Opinión Internacional

Escándalos y sorpresas

Que la mezcla entre el dinero y la política tenga con frecuencia resultados escandalosos no debe sorprender. Pero que el último gran escándalo haya explotado en Alemania, no deja de producir cierta sorpresa. Y no es que los alemanes cuenten con un pasado limpio de corrupción: el famoso ‘Flick affair’ en la década de 1980 es una obligatoria referencia en cualquier estudio reciente sobre finanzas políticas. Sin embargo, hay por lo menos dos razones que despiertan la curiosidad. Primera, que el episodio haya ocurrido en un país donde se había desarrollado, aparentemente, un sistema «modelo» de finanzas de la política. Y segunda, que el escándalo tenga como protagonista central a Helmut Kohl, el arquitecto de la reintegración alemana y de la Unión Europea.
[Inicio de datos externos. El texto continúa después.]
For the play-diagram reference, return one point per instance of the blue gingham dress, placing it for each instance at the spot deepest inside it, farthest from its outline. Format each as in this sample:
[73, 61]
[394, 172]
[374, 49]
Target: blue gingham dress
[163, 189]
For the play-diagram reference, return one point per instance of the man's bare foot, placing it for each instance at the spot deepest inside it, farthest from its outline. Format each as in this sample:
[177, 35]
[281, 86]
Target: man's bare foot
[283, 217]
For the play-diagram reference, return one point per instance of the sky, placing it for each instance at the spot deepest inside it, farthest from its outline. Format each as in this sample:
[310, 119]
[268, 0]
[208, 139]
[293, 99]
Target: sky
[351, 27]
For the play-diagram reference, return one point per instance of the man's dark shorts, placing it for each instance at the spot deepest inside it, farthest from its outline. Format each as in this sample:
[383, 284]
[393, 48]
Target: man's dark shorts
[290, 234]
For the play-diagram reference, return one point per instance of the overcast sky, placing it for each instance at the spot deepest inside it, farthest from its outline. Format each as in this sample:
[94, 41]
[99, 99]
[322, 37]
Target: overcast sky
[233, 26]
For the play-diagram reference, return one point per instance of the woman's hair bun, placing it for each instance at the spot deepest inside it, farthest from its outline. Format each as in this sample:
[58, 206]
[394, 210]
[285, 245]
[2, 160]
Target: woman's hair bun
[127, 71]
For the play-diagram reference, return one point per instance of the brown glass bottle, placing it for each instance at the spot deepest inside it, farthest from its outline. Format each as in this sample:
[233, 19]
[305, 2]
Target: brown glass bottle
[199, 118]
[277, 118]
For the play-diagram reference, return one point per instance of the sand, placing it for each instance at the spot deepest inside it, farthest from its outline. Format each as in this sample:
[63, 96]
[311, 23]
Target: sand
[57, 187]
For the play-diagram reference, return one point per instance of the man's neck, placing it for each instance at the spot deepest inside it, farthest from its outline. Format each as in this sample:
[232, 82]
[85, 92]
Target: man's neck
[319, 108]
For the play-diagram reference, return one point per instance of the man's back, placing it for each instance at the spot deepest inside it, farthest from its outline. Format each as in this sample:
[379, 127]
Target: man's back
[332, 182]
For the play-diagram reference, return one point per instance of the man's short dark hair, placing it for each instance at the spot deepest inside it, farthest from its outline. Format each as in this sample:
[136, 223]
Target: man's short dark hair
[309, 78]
En 1959, Alemania acogió la idea de la financiación estatal directa de las actividades políticas, una medida pionera que fue seguida por otros países. El sistema evolucionó hacia un régimen mixto -donde además de los subsidios públicos se estimularon las donaciones privadas con beneficios tributarios -. Se introdujeron topes absolutos a los aportes del Estado. Se exigió que por lo menos un 50 por ciento de los fondos de los partidos se originara en cuotas de sus miembros o en pequeñas donaciones, con el fin de expandir y fortalecer sus bases. Y se estipuló la publicación anual de las cuentas de los partidos, incluida la identificación de los grandes donantes. No se exigieron límites a las sumas de las donaciones privadas. Ni al costo de las campañas. Tampoco se estableció una institución dedicada exclusivamente a la supervisión del sistema.

Desde el ‘Flick affair’ no había estallado allí un escándalo de dimensiones nacionales sobre las finanzas de los partidos. Aunque las controversias locales han sido recurrentes. No obstante, muchos suponían que el régimen existente garantizaba la transparencia. Pero desde noviembre del año pasado, cuando comenzaron a revelarse las millonarias donaciones ilegales al partido democristiano (CDU), se ha comprobado la falsedad de tal supuesto.
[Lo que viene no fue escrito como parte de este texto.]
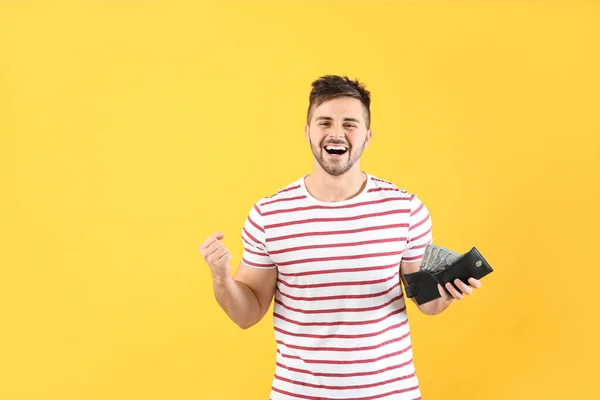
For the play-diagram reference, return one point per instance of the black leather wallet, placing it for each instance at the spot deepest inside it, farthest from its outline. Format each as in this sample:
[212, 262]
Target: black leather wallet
[422, 285]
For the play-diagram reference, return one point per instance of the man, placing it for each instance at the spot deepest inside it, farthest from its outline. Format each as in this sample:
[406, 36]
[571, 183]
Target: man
[331, 248]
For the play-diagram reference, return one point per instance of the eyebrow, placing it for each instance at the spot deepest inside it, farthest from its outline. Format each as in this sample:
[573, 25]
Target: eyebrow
[331, 119]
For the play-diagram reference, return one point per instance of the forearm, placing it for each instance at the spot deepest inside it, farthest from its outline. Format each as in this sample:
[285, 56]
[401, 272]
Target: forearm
[434, 307]
[237, 300]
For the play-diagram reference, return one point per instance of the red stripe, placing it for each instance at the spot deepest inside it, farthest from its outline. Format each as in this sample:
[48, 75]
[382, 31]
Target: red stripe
[427, 232]
[417, 210]
[338, 310]
[293, 346]
[382, 190]
[286, 190]
[421, 246]
[419, 223]
[302, 396]
[255, 252]
[255, 225]
[400, 378]
[338, 244]
[340, 258]
[342, 296]
[283, 199]
[343, 362]
[321, 207]
[251, 237]
[340, 270]
[341, 336]
[341, 219]
[349, 231]
[257, 265]
[330, 284]
[411, 259]
[338, 323]
[345, 375]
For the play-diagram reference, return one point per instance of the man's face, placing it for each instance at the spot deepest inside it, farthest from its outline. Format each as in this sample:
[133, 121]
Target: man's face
[338, 134]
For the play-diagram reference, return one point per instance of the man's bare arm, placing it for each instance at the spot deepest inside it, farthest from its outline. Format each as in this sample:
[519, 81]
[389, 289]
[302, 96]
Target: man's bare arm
[247, 295]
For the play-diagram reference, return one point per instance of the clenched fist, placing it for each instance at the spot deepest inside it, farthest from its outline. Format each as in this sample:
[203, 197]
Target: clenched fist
[216, 255]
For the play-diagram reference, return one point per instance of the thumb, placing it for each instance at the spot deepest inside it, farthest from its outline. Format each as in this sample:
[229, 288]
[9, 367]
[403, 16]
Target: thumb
[219, 235]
Una rama local del CDU admitió haber transferido al exterior más de 7 millones de marcos a comienzos de la década de 1980. Uno de sus tesoreros reconoció haber recibido un maletín con medio millón de dólares de un comerciante de armas en un parqueadero en Suiza. Y toda una red oscura de cuentas se habría tejido con el conocimiento de Kohl, líder del CDU durante 25 años y jefe del gobierno alemán durante 16 años.

Entre todas las lecciones que deja este último gran escándalo, importa destacar una muy simple: no existen sistemas «modelos» de finanzas de la política. Más aún, la generosidad del Estado alemán con los partidos no ha servido ni para contener los escándalos ni para limitar los costos de las campañas electorales.
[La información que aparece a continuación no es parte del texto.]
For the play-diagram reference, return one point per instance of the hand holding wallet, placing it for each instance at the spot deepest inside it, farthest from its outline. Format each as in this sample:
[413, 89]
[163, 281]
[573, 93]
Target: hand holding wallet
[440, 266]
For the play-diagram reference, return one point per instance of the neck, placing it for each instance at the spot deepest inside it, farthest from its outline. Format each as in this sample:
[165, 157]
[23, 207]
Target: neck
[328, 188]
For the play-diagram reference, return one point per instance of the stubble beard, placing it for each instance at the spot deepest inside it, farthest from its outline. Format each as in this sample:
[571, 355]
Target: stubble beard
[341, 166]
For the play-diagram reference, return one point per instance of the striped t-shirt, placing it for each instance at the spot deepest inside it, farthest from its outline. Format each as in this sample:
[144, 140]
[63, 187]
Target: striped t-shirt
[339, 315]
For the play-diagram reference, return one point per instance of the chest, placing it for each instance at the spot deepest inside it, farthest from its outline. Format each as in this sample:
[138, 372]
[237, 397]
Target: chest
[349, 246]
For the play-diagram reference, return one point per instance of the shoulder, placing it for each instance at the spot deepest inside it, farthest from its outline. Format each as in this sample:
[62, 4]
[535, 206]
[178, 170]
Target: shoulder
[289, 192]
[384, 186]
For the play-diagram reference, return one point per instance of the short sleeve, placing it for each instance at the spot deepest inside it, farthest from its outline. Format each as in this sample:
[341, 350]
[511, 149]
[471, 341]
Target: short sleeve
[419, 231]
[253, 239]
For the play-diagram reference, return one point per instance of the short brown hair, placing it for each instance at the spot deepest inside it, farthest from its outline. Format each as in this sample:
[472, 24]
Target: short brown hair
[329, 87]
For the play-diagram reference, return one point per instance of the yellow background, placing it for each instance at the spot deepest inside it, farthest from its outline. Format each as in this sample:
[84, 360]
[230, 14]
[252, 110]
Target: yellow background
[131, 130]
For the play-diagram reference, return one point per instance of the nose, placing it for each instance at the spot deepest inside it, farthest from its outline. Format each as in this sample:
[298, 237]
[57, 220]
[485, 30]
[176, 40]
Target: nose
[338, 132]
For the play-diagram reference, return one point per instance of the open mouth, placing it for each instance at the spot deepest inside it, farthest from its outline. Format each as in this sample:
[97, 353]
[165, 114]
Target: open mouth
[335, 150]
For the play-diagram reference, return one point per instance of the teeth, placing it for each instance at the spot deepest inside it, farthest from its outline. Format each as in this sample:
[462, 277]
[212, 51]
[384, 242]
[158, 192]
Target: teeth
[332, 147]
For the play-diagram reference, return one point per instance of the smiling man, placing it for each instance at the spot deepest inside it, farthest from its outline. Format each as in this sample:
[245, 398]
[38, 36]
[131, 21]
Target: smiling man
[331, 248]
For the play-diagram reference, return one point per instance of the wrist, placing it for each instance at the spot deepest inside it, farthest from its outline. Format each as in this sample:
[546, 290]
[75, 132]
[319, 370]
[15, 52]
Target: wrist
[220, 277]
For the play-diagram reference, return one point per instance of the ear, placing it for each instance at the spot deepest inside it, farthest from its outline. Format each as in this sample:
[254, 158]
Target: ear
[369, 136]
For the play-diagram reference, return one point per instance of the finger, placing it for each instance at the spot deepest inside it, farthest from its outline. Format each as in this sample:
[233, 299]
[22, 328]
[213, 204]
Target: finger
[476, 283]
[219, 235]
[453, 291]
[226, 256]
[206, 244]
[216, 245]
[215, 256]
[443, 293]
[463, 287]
Hay otra lección adicional, mucho más simple, reiterada por la historia y de raíz republicana: la permanencia en el poder corrompe. Nadie ha acusado a Kohl de corrupción personal. Pero la diferencia se ha vuelto sutil y tal vez sin significado frente a la necesidad de contar con unos procesos democráticos más transparentes. El prolongado liderazgo de Kohl, tanto en su partido como en su país, alimentó en efecto el mal manejo de unos fondos que, entre otras cosas, se habrían utilizado para engrasar la maquinaria del CDU.

Al decir que no existen modelos, no quiero sugerir que no deban estudiarse otras experiencias mundiales en la búsqueda de soluciones nacionales al problema de las finanzas de la política. A pesar del escándalo, los alemanes -como bien lo subrayó el profesor Karl Nassmacher en un seminario celebrado en Bogotá el año pasado – han elaborado un sofisticado sistema de finanzas de partidos, a lo largo de más de tres décadas, que arroja algunos resultado positivos.

El intento de atar el régimen de sus finanzas a la necesidad de fortalecer las bases de los partidos es un esfuerzo que merece tenerse en cuenta en todo empeño democrático. Importa sobre todo advertir que esta es un área de la política cuyo régimen regulatorio debe revisarse permanentemente, sobre la marcha, tras el sabor de sus resultados. Por lo que el debate público tiene que estar siempre alerta. A menos que se prefiera esperar nuevos escándalos. Y vivir así de sorpresa en sorpresa.